A relatively small number of composers have a prominent place in the history of classical music. Figures like Bach, Mozart, Beethoven, and Mahler created brilliant music, but focusing on them alone results in other talented composers being neglected.
There’s been no shortage of debate about the most underrated and overrated composers over the past few centuries of music history, so here we take a look at some of those who are too often overlooked or undervalued.
Jan Dismas Zelenka
The Czech-born composer was a contemporary of Bach, and some have even placed his talents alongside those of the baroque’s best-known composer. But Zelenka never seems to have received the recognition he deserved. No portrait was ever made of Zelenka, and he never married or had children. He was overlooked for an important position in Dresden as kapellmeister in the early 1730s. Many of his works vanished from performances after his death and have only recently been rediscovered. Here is his Trio Sonata No. 6.
Because of the film Amadeus, the most common response received when Salieri is mentioned is that he is the man who killed Mozart. This has tended to divert attention from the fact that he was a major rival in Vienna’s opera scene at the time. Recent research has shown the relationship between the two composers was not as hostile as traditionally thought, with the pair even collaborating on a piece of music. Maybe such discoveries will help restore him to a more prominent place. His Concerto for Violin, oboe, violoncello, and Orchestra is a good place to start.

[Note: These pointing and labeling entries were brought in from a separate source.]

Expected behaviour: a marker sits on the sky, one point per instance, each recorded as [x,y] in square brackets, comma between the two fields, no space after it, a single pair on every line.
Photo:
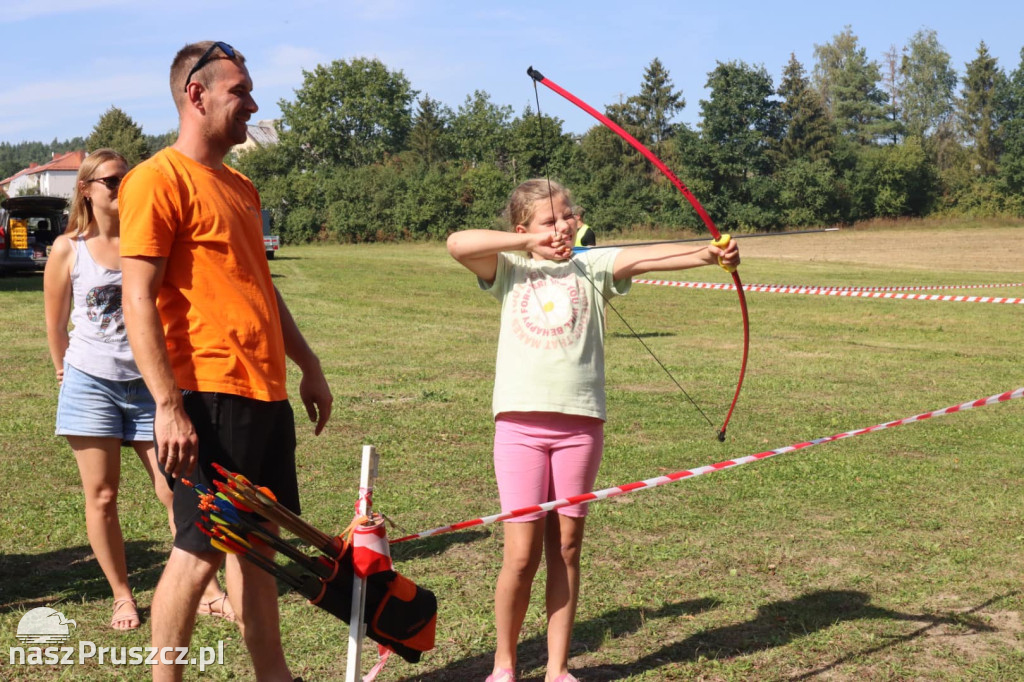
[68,61]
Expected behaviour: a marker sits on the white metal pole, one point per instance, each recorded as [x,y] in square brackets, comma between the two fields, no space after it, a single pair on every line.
[356,629]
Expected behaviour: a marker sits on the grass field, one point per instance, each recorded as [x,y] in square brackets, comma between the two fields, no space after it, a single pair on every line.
[894,555]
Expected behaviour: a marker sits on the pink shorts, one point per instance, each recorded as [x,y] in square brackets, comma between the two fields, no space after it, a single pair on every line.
[545,456]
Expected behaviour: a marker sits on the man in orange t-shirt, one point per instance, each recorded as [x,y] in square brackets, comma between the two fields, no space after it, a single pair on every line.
[210,334]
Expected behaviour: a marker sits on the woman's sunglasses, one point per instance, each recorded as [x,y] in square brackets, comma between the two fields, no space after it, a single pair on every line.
[206,58]
[112,182]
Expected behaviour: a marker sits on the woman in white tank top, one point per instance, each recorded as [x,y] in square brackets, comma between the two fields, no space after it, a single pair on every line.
[103,402]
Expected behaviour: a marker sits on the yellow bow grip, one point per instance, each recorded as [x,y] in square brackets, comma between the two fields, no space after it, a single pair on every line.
[721,243]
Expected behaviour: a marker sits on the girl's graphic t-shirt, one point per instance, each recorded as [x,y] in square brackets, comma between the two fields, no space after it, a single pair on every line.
[551,345]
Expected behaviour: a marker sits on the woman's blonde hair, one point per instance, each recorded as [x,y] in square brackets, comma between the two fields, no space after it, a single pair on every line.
[519,210]
[80,214]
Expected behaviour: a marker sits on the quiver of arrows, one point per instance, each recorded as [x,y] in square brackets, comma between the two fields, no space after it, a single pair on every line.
[399,614]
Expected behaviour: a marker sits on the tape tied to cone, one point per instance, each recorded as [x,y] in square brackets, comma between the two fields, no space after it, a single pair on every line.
[370,548]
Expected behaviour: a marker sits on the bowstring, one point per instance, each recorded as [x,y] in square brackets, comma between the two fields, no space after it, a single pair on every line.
[582,270]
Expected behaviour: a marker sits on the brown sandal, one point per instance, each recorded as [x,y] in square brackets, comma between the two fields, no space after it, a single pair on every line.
[218,607]
[129,619]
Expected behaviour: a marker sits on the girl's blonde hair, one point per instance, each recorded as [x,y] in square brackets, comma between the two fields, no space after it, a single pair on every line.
[80,213]
[519,210]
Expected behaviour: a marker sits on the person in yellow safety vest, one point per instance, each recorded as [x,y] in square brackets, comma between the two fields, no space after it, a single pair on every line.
[585,236]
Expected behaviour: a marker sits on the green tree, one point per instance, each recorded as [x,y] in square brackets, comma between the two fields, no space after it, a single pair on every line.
[979,110]
[349,114]
[118,131]
[157,142]
[807,130]
[740,126]
[1012,156]
[849,84]
[480,130]
[657,104]
[429,137]
[928,83]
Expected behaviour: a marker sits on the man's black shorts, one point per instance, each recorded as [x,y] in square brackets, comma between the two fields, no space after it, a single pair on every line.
[247,436]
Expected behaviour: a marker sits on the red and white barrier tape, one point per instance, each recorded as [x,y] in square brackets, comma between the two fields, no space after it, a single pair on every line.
[815,291]
[692,473]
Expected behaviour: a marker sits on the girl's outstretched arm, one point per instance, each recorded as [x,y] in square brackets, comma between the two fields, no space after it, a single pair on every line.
[478,249]
[634,261]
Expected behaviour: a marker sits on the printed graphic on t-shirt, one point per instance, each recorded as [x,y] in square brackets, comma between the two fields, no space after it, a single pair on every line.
[549,311]
[103,305]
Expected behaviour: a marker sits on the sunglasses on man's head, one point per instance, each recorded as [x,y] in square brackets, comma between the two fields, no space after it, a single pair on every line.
[112,182]
[207,58]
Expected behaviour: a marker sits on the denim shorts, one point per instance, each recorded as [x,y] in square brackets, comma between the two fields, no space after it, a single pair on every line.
[89,406]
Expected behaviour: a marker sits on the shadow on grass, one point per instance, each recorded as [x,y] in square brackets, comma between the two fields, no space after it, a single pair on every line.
[643,335]
[28,581]
[588,634]
[22,282]
[778,624]
[427,547]
[775,625]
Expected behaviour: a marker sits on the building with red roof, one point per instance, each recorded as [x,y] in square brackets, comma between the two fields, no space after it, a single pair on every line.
[55,178]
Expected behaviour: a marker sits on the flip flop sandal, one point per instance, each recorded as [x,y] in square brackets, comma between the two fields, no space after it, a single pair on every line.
[129,615]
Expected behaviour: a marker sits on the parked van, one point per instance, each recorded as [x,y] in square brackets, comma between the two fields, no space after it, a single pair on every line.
[28,227]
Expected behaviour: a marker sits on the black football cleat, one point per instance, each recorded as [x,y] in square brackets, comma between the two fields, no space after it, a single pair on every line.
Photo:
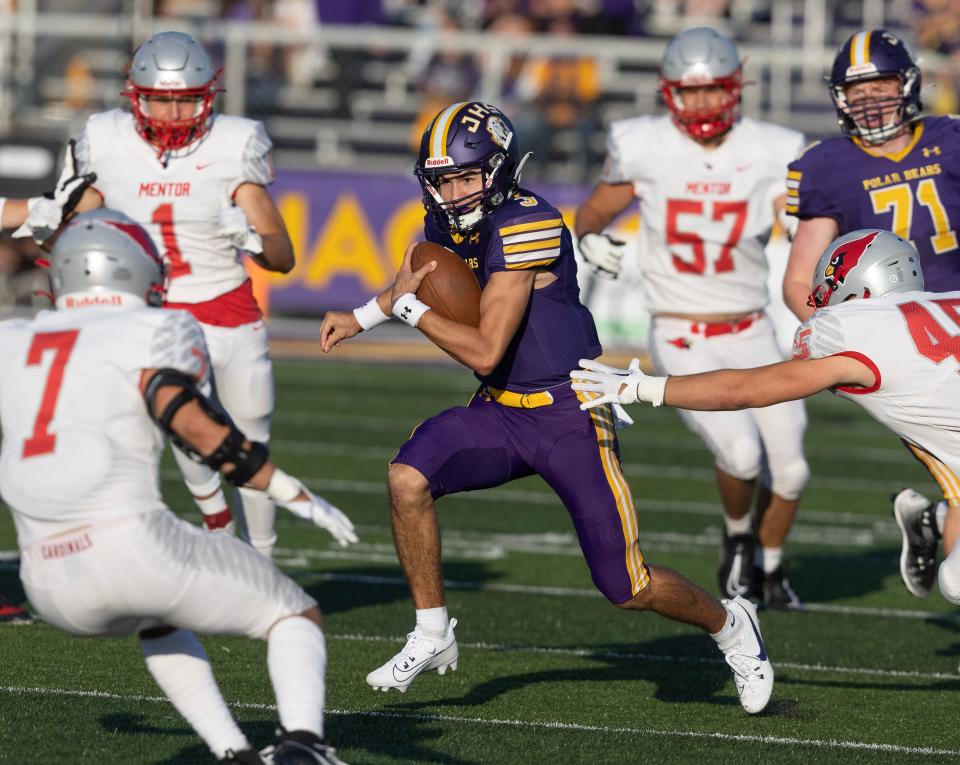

Of course, I wouldn’t try to claim that Haydn is not well known. However, when you consider the range of music he wrote and the quality of his works, he is too often left in the second rank. One reason for this is that Mozart emerged in the latter part of his life and assumed such a dominant position in music history in the subsequent period, followed shortly afterward by Beethoven. I especially enjoy his chamber music and later symphonies, such as Symphony No. 104.
Jean Philippe Rameau
The 18-century French composer is best known as a music theoretician who played a significant role in developing some crucial modern concepts, and as a composer at the court of Louis XV. Although he wrote few works prior to the age of 50, his career took a successful turn from around 1733. He continued to write up until his death in 1764. However, many of his works were only rediscovered during the 20th century.
The next two figures not only found it difficult to get recognized because they were closely linked to very famous composers of the 19th century but confronted the additional challenge of being women. Fanny Mendelssohn received limited recognition for the works she wrote, and some were even said to have been composed by Felix. Here is her Piano Sonata in G minor.
Clara Schumann was well respected as a great pianist of her day, admired by no less a figure than Brahms. She first came to prominence as a child prodigy before meeting and falling in love with the composer Robert Schumann. They had close contact with several leading composers of the time, including Franz Liszt and Felix Mendelssohn. She had fewer opportunities to pursue her composing career but nonetheless produced some excellent works. Below is one of her piano concertos, of which she wrote two. She also composed a number of piano pieces, three romances for violin and piano, and a trio. She received little recognition during her lifetime as a composer.
Depending on one’s opinion of recent developments in music, Stockhausen can be a divisive figure. The first performance of his Gesang der Jünglinge in 1956 marked the first time loudspeakers were in a classical music concert hall. He produced sounds purely electronically and also spent time studying the impact of space on sound production. His willingness to be experimental and try new approaches has brought him admirers and critics alike. One of the former group described him as “one of the few, true musical pioneers.”